France was a big surprise, but there had been quite some sympathy with the German dictatorship, soon materializing in the Vichy regime, which issued Franc coins with the words Travail - Famille - Patrie (meme of the fascist Croix de Feu) instead of the Liberté - Egalité - Fraternitè. Probably, the phony war at the West front contributed to lulling the French resistance. One should not forget that Fascism has been a pan-European phenomenon, in fact, Czechoslovakia has been the last real democracy in Europe apart from Switzerland (which remained neutral, being a very important facilitator for the Nazi regime). Until 1942, the Nazi criminal enterprise had been a success story, receiving quite some support internationally. With the Maison Rouge meeting on August 10, 1944 (Operation Adlerflug - Krupp Concern, Röchling Steel, Rheinmetall-Borslg AG, Thyssen Hütte AG, Linzer Hermann-GörIng-Werke, Brown-Boverle & Cie., Messerschmidt AG, Nazi departments of economics and of armament productions), the ratline organized by the Croatian Catholic structures in the Vatican, the Paperclip programme (von Braun, V2 development and production in the Dora KZ Nordhausen), the employment of Gehlen (Nazi military intelligence Foreign Armies East) offering his underground network in the Soviet Union, in particular in Ukraine, installed as head of the German Bundesnachrichtendienst in Pullach (Bandera living under his tutelage in Munich, featuring the Ukrainan language programme at the nearby Radio Free Europe), plus West Germany's first President Theodor Heuss (Thule Society Munich, Hitler was member), Adenauers funding of Dimona, the Kaiser-Wilhelm-Institute Uranium in Peron's Argentina, Franz Josef Strauß' collaboration with the Apartheid nuclear programme in the resulting nuclear triangle, the Geesthacht nuclear centre employing the head of the second thread of the Nazi atomic bomb programme implemented by the SS, which btw drafted a concept for a European Union along the multiethnic Habsburg K&K army - and the resolution of the Maison Rouge meeting (war is lost, prepare safe fall back positions to achieve by economic means which was not feasible by military ones). Not to mention the employment of Hitler's Reichswehr brass in top NATO positions... Don't be surprised by the current state of the European Commission, there are some underlying currents.
Concerning Muslims’ desire to kill unbelievers I think that is a myth of ”the Evil Other”, created by Liberals who want to find a scape-goat for their own disastrous mismanagement of the last 30 years’ economy. Muslims have lived peacefully together with other creeds for a thousand years, and even the Quran states that other ”creeds of the book” should be protected, not exterminated.
When killing occurs, it has other reasons.
In West Africa it is about struggle for fertile land during desertification. In Europe it is about discrimination and the usual European contempt for ”the native”. And IS is a mafia, says Asef Bayat and points to the lifestyle of the leaders, with gaming, fast cars and expensive suits; it is natural for a mafia to do what it can to scare others.
Among other examples.
I agree that one can not look for truths in the mass media (and I see the above as a confirmation). Media people are always in a hurry and have no time and no other resources to search out what the truth is. Neither do they have an interest – media is in the entertainment business, said the legendary Swedish environmentalist Björn Eriksson, it has no duty to tell anything important. Also, it wants to please the advertisers and other powerful people. If one searches for truths one may occationally find it in academic research, but one has to know where to look.

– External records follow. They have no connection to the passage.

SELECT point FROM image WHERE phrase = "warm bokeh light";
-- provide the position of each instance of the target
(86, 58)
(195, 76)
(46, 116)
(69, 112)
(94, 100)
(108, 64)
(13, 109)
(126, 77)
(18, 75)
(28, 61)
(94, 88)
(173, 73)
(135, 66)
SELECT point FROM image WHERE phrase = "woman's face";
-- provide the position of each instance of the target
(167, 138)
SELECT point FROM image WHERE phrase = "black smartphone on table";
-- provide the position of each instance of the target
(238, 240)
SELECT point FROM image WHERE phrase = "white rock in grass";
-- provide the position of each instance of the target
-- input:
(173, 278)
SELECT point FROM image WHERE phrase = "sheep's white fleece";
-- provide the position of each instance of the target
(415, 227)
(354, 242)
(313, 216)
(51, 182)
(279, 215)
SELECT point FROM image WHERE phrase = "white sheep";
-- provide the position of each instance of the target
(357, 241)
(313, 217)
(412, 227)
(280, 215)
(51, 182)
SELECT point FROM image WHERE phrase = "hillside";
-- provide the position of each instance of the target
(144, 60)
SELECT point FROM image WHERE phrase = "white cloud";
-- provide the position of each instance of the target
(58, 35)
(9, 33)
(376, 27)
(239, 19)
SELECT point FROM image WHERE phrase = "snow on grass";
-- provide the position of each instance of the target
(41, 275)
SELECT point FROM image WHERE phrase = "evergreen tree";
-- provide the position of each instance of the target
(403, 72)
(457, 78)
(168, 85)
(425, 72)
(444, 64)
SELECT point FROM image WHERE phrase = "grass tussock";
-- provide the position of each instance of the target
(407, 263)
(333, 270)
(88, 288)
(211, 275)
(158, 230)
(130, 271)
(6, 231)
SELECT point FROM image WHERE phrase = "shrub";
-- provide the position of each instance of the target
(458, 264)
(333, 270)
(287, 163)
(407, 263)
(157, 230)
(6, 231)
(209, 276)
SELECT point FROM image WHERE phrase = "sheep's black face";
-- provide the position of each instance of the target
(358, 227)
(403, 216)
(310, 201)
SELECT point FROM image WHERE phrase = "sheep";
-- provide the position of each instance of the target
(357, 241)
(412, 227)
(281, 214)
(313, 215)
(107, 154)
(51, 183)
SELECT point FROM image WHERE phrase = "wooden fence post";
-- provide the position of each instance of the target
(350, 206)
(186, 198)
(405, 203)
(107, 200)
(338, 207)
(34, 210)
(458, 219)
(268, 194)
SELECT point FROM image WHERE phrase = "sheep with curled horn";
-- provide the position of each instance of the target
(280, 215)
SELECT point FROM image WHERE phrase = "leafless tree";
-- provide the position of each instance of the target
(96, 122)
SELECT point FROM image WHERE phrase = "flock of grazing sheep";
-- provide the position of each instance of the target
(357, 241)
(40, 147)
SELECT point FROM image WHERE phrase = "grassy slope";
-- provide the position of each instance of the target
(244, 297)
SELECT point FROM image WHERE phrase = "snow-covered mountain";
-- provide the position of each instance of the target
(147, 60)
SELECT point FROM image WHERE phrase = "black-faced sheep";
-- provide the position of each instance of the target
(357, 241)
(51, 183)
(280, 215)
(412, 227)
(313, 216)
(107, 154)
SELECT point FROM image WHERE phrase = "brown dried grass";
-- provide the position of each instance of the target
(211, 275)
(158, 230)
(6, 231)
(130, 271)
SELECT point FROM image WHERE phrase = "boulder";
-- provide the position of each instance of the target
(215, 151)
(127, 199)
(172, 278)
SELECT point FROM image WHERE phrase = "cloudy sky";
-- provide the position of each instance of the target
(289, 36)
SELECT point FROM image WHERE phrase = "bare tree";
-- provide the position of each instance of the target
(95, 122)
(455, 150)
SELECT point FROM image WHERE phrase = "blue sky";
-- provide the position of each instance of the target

If you look back at that part of the Essay, you'll recall I was specifically discussing militant radical Islam, which is a very recent development, and very much a minority tendency, even if it has powerful backers. There are shelves of books about it in various languages, years of videos and interviews and, not least, the pronouncements of the Islamists themselves. For them, the history of Muslims living peacefully with Christians is precisely the problem. No serious Muslim should live in a non-Muslim country, or obey any law that is not found in the Koran and the Hadith. The distressing popularity of such dogmas is essentially the result of successive failures of western imported ideas, and of the ideology of panarabism. There's a lot been written about that as well.
Yes, but very angry young men is not a Muslim speciality.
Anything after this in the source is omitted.